Interaction between DNA Polymerase lambda and anticancer nucleoside analogs

Abstract

The anticancer activity of cytarabine (AraC) and gemcitabine (dFdC) is thought to result from chain termination after incorporation into DNA. To investigate their incorporation into DNA at atomic level resolution, we present crystal structures of human DNA polymerase lambda (Pol lambda) bound to gapped DNA and containing either AraC or dFdC paired opposite template dG. These structures reveal that AraC and dFdC can bind within the nascent base pair binding pocket of Pol lambda. Although the conformation of the ribose of AraCTP is similar to that of normal dCTP, the conformation of dFdCTP is significantly different.
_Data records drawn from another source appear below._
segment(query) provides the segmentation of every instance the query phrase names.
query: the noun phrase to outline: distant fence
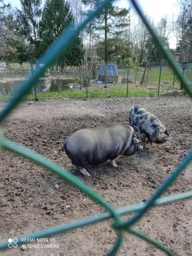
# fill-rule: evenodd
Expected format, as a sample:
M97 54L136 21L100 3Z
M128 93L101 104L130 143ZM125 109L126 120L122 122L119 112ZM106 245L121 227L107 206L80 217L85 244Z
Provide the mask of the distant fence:
M106 8L108 5L111 3L110 0L106 0L100 5L96 10L90 13L86 19L79 25L76 29L74 29L73 32L71 30L67 30L63 33L61 36L57 38L54 42L54 47L50 47L49 51L45 53L40 59L40 63L44 63L42 67L39 67L34 72L33 75L22 83L19 89L17 92L16 95L12 99L11 101L6 106L4 109L0 113L0 122L5 119L6 117L10 113L14 107L15 107L20 101L22 97L27 93L29 90L34 86L37 82L39 77L43 75L46 69L51 66L54 61L56 61L58 56L66 52L68 48L70 46L71 42L75 39L80 31L93 18L96 16L98 15L104 8ZM164 44L160 41L158 36L151 28L149 23L147 22L146 17L143 15L142 12L139 8L137 4L134 0L131 0L133 5L134 6L136 11L139 14L141 18L147 28L149 32L155 40L160 50L165 55L167 60L169 61L170 66L177 74L177 77L183 84L185 89L188 92L190 96L192 96L192 89L189 86L182 71L178 66L175 61L174 57L173 56L171 52L164 47ZM56 173L57 175L61 177L63 179L67 180L71 184L75 186L76 187L85 192L91 198L95 200L97 202L102 205L107 211L106 214L95 217L92 217L87 219L79 220L73 223L65 224L57 227L50 228L48 229L39 231L28 235L19 237L14 238L14 242L16 242L17 245L24 243L23 241L26 241L26 238L33 238L45 237L53 235L60 232L63 232L69 230L77 228L88 224L94 224L98 221L101 221L103 219L108 218L113 218L115 223L112 224L113 228L118 231L118 238L114 246L109 255L114 255L118 250L123 239L124 232L126 231L135 236L142 239L152 244L153 245L163 251L168 255L173 255L173 253L168 248L165 247L159 243L154 241L145 234L138 231L134 229L132 226L134 224L140 220L143 215L152 207L159 204L159 200L161 203L166 203L167 202L172 202L174 200L184 199L189 198L192 197L192 191L181 194L177 194L175 197L171 197L167 200L167 198L158 199L160 196L167 189L172 182L176 179L181 172L189 164L190 161L192 160L192 152L185 157L182 162L180 163L176 170L167 178L164 183L160 186L159 189L144 204L142 205L135 205L134 207L130 207L126 208L126 211L135 211L136 214L133 217L129 219L127 221L123 221L121 218L121 214L123 210L122 209L115 210L108 202L105 201L102 198L100 197L97 193L91 189L88 186L82 182L79 179L77 179L74 176L72 175L61 167L55 164L51 161L44 158L41 155L35 153L27 147L19 145L18 144L13 142L11 141L6 139L3 135L3 132L0 134L0 146L3 148L13 152L16 154L26 157L33 162L41 165L42 166L49 169L51 172ZM134 210L133 209L134 209ZM9 245L12 242L12 239L7 239L5 241L2 241L0 244L0 250L8 249L10 248Z

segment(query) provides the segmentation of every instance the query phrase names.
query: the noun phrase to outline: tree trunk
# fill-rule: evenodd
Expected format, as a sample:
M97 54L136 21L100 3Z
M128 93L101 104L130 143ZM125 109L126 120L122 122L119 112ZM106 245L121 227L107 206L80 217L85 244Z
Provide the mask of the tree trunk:
M108 62L108 17L107 9L104 9L104 62Z

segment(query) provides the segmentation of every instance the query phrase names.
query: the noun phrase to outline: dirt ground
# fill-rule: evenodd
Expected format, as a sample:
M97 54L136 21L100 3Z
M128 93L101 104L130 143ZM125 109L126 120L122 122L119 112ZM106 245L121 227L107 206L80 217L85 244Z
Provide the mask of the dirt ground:
M0 102L0 111L5 105ZM65 152L54 152L75 131L101 124L127 121L131 107L139 104L156 115L170 132L167 144L153 145L130 157L119 157L118 167L108 163L89 166L90 177L74 171ZM191 102L184 97L129 97L103 99L61 99L22 103L3 123L6 136L66 168L115 207L144 201L189 151ZM0 238L14 238L48 227L97 215L103 209L56 175L4 150L0 152ZM189 165L166 192L166 196L192 189ZM59 185L58 188L55 184ZM126 215L123 219L130 218ZM151 209L134 226L177 255L192 255L192 200ZM2 255L102 255L114 244L112 221L53 236L52 240L30 243ZM50 244L53 248L49 248ZM38 244L39 248L38 247ZM35 245L35 246L34 246ZM54 248L55 247L55 248ZM163 253L129 233L118 255Z

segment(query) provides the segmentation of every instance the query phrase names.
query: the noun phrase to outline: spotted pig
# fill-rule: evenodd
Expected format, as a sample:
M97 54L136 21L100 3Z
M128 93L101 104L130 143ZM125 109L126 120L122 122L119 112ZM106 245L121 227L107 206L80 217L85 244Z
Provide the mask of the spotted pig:
M66 139L59 151L65 150L75 169L90 176L84 168L86 164L99 164L110 159L116 167L119 155L130 156L142 150L134 129L126 122L77 131Z
M132 106L130 114L130 123L138 132L143 147L152 142L162 144L168 140L169 133L161 122L144 109L138 105ZM146 139L146 140L145 140Z

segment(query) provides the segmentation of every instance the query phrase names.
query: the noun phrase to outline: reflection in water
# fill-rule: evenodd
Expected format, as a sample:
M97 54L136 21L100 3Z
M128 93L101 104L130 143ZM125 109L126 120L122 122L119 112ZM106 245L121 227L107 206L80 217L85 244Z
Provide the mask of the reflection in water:
M74 79L59 79L52 81L49 87L49 92L60 92L61 91L69 91L78 88L77 81Z
M20 79L12 79L3 81L0 80L0 95L13 94L19 88L24 80ZM79 87L77 81L74 78L60 78L56 80L51 80L47 78L41 78L38 84L39 91L45 92L60 92L69 91ZM32 88L31 92L34 92Z

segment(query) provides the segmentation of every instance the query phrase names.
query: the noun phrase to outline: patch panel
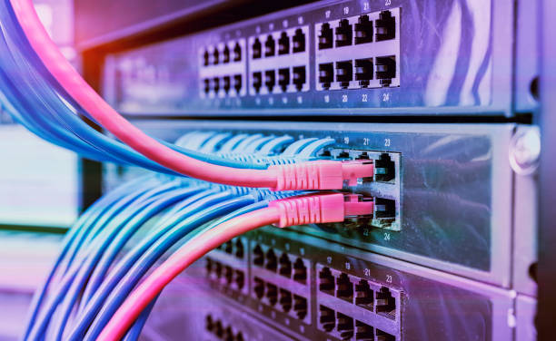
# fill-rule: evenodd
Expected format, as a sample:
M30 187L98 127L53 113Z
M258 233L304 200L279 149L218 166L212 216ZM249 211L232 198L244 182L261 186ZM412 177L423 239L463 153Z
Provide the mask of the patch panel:
M317 24L316 89L400 86L399 27L400 8Z
M245 40L231 40L199 50L201 98L237 97L246 94Z
M309 91L309 27L248 38L251 95Z
M311 324L308 260L252 242L253 294L262 303Z

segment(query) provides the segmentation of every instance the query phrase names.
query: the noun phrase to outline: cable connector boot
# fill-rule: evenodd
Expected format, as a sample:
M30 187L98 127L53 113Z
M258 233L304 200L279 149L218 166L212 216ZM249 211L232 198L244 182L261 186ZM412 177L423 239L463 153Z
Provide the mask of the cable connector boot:
M372 215L373 202L362 197L343 193L309 194L271 201L269 208L277 209L280 228L294 225L342 222L346 217Z
M374 165L368 160L320 160L272 165L268 169L276 174L276 187L273 190L342 190L344 182L354 186L358 179L372 178Z

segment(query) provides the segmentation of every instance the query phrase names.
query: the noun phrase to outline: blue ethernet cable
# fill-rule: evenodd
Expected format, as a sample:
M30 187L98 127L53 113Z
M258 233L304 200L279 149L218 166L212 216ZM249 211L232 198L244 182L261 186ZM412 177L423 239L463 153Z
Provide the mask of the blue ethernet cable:
M108 208L113 207L113 205L116 201L118 201L124 195L131 193L132 190L137 190L136 186L139 184L149 183L150 178L151 176L141 177L118 187L104 197L99 199L74 224L73 229L69 230L69 232L65 238L65 240L62 244L62 250L56 258L53 268L51 268L50 272L46 277L46 279L43 283L42 287L38 290L36 290L35 294L29 309L31 314L27 318L27 330L25 331L24 338L27 336L30 326L35 323L38 309L41 307L44 298L45 297L46 290L54 280L55 273L58 271L58 268L62 267L62 264L67 260L66 258L68 258L68 255L73 252L74 248L75 248L75 245L80 243L81 236L83 235L84 231L86 231L88 228L92 224L94 224L94 221L96 221L98 218L102 216Z
M85 261L80 265L79 270L74 279L71 287L65 294L65 297L60 306L60 322L56 324L55 339L61 340L65 325L70 317L72 308L74 306L79 294L86 285L92 271L98 268L101 258L109 259L115 258L116 255L121 251L129 239L138 230L138 229L149 219L160 213L163 209L174 205L179 200L191 197L193 194L198 193L203 190L203 187L185 187L177 188L168 192L162 193L157 197L153 198L153 200L144 205L136 215L133 216L127 222L116 229L105 229L105 236L99 236L98 242L92 246L92 253L87 255ZM104 271L101 272L100 276L104 277L108 267L104 268Z
M119 212L114 219L108 219L109 221L107 225L105 225L104 229L112 230L119 229L127 221L127 219L129 219L131 217L142 210L145 204L148 205L150 202L155 200L156 195L164 195L168 190L174 190L176 186L177 182L173 181L162 186L157 186L144 192L143 195L135 199L131 203L131 205L129 205L129 207ZM146 200L146 201L144 202L144 199ZM95 227L97 227L97 229L92 229L93 233L90 234L94 235L92 239L94 239L94 237L96 237L96 235L101 232L101 230L103 229L102 227L104 227L104 224L96 224ZM96 229L96 231L94 231L94 229ZM90 253L91 251L94 251L96 248L94 244L95 243L88 245L87 249L85 250L85 255ZM46 304L46 310L39 314L38 317L36 317L35 325L31 327L31 332L28 334L29 338L37 339L39 336L45 334L45 331L46 330L46 327L48 326L48 322L50 321L53 314L55 313L56 307L58 306L64 296L66 295L67 290L71 287L70 286L74 280L76 272L80 268L82 268L80 266L81 264L74 265L74 267L72 267L64 275L61 280L61 284L52 294L51 298Z
M130 252L126 255L118 265L118 271L114 269L114 273L111 272L110 278L106 278L91 302L87 304L78 325L70 335L70 340L80 340L89 325L91 327L86 332L84 339L95 339L104 327L106 318L112 315L112 309L118 307L122 302L121 299L124 298L120 295L131 291L143 275L172 245L196 227L252 204L254 200L253 195L247 195L209 206L190 215L167 231L155 231L157 232L155 238L142 240L135 248L135 250L142 252ZM113 295L114 293L116 295ZM107 307L110 308L107 309Z
M262 200L262 201L258 201L255 202L253 204L243 207L239 209L234 210L233 212L221 218L218 219L216 220L214 220L213 222L210 223L208 226L202 226L199 227L197 229L195 229L194 231L192 231L191 233L189 233L184 240L181 241L181 243L186 242L187 240L190 240L191 239L193 239L195 236L198 236L202 233L204 233L206 230L209 230L211 229L213 229L215 226L220 225L221 223L223 223L223 221L229 220L233 218L241 216L243 214L253 211L253 210L257 210L257 209L264 209L265 207L268 206L268 200ZM125 335L125 337L124 338L124 341L135 341L139 338L139 336L141 335L141 331L143 330L143 327L144 326L144 324L146 323L146 320L149 317L149 315L151 314L151 311L153 310L153 307L154 307L154 304L156 303L156 301L158 300L158 297L156 297L150 304L149 306L143 310L143 312L141 312L141 315L139 316L139 317L137 317L137 320L135 321L135 323L132 326L132 327L128 330L127 334Z
M205 209L207 207L211 207L213 205L216 205L222 202L224 200L229 200L232 194L229 192L220 192L213 189L205 190L196 195L186 199L183 202L179 204L179 209L174 209L174 214L171 216L166 216L163 218L153 229L153 231L149 236L157 236L164 234L165 230L170 229L171 227L177 224L179 221L186 219L188 216L192 214L195 214L201 210ZM147 237L148 239L148 237ZM94 273L89 281L87 287L91 286L85 289L85 292L90 293L89 295L96 295L96 286L101 286L103 288L106 287L107 283L111 282L115 277L122 277L125 273L126 269L122 268L122 264L133 264L139 257L147 249L148 245L135 246L132 250L130 250L124 258L115 266L114 270L112 270L106 278L101 278L100 271ZM109 268L113 259L104 258L101 260L101 264L99 264L98 268ZM105 271L105 270L104 270ZM99 289L100 290L100 289ZM98 299L98 298L90 298L90 296L87 297L84 295L82 299L82 303L86 303L89 300ZM83 311L83 309L79 309L78 311Z

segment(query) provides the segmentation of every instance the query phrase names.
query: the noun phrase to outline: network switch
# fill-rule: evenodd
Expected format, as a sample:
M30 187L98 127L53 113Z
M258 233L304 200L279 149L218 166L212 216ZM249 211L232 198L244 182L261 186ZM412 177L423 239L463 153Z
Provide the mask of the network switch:
M126 114L511 115L512 5L458 13L315 2L110 54L104 96Z

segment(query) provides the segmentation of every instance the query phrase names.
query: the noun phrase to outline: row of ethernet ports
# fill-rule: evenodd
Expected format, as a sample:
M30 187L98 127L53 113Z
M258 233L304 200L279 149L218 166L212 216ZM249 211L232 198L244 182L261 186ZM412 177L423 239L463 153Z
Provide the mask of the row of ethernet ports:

Consistent with these structures, Pol lambda efficiently incorporates AraCTP but not dFdCTP. The data are consistent with the possibility that Pol lambda could modulate the cytotoxic effect of AraC.

FIGURE 1.

The structures of nucleoside analogs.

FIGURE 2.

Incorporation of the AraCTP and dFdCTP by Pol λ. Pol λ was incubated with a double-stranded DNA oligonucleotide containing a single nucleotide gap under the conditions described under “Materials and Methods” in the presence of different nucleoside triphosphates at 37 °C for 5 min. The reactions were analyzed using a denaturing sequencing gel, and the results were visualized with a phosphor imager. The reactions were control DNA without dNTPs (lane 1) and in the presence of dCTP (lane 2), AraCTP (lane 3), and dFdCTP (lane 4).

FIGURE 3.

Structure of Pol λ in complex with AraCTP and dFdCTP. A, the complex in which AraCTP is bound as an incoming nucleotide shows minimal distortion in the active site, and AraCMP has been fully incorporated into the primer chain. The AraCMP residue is overlaid with a normal dCTP residue (31). A simulated annealing F_o − F_c electron density map contoured at 3σ is shown (blue). B, structure of Pol λ in complex with dFdCTP. Although dFdCTP can be bound in the Pol λ active site, it can only be accommodated in a conformation that differs significantly from that of a natural dCTP (transparent). A simulated annealing F_o − F_c electron density map contoured at 3σ is shown (blue). C, two fluorine atoms have been modeled on the C2′ of a natural dCTP (31). The two fluorine atoms (Van der Waals surface in magenta) would clash with the backbone of active site residues and the side chain of Asn⁵¹³ (green). D, an overlay view of AraCTP and dFdCTP within the active center of Pol λ. The primer strand of the AraC structure is yellow. The primer strand for the dFdCTP structure is brown. The three catalytic aspartates are shown in magenta (AraC) and green (dFdCTP). E, incorporation of AraCTP and dFdCTP by Y505A Pol λ mutant protein. The wild type or Y505A mutant Pol λ was incubated with a double-stranded DNA oligonucleotide in the presence of different nucleoside triphosphates at 37 °C for 3 min under the conditions described under “Materials and Methods.”

FIGURE 4.

The inhibitory effects of dFdCTP on the incorporation of dCTP by Pol λ. The reaction conditions were the same as described under “Materials and Methods” except that increasing concentrations of dFdCTP (0, 0.5, 1, 5, and 20 μm) were added to the reactions of each dCTP concentration (0.1, 0.2, 0.5, 1, 1.5, and 2 μm).

FIGURE 5.

Cell sensitivity of mouse Pol λ^+/+ and Pol λ^−/− MEF cells to AraC. The SV40-transformed Pol λ^+/+ and Pol λ^−/− MEF cells were treated with increasing concentrations of AraC under the conditions described under “Materials and Methods.” The cell survival data are presented as percentage of the absorbance of treated/untreated cells. Error bars, S.D.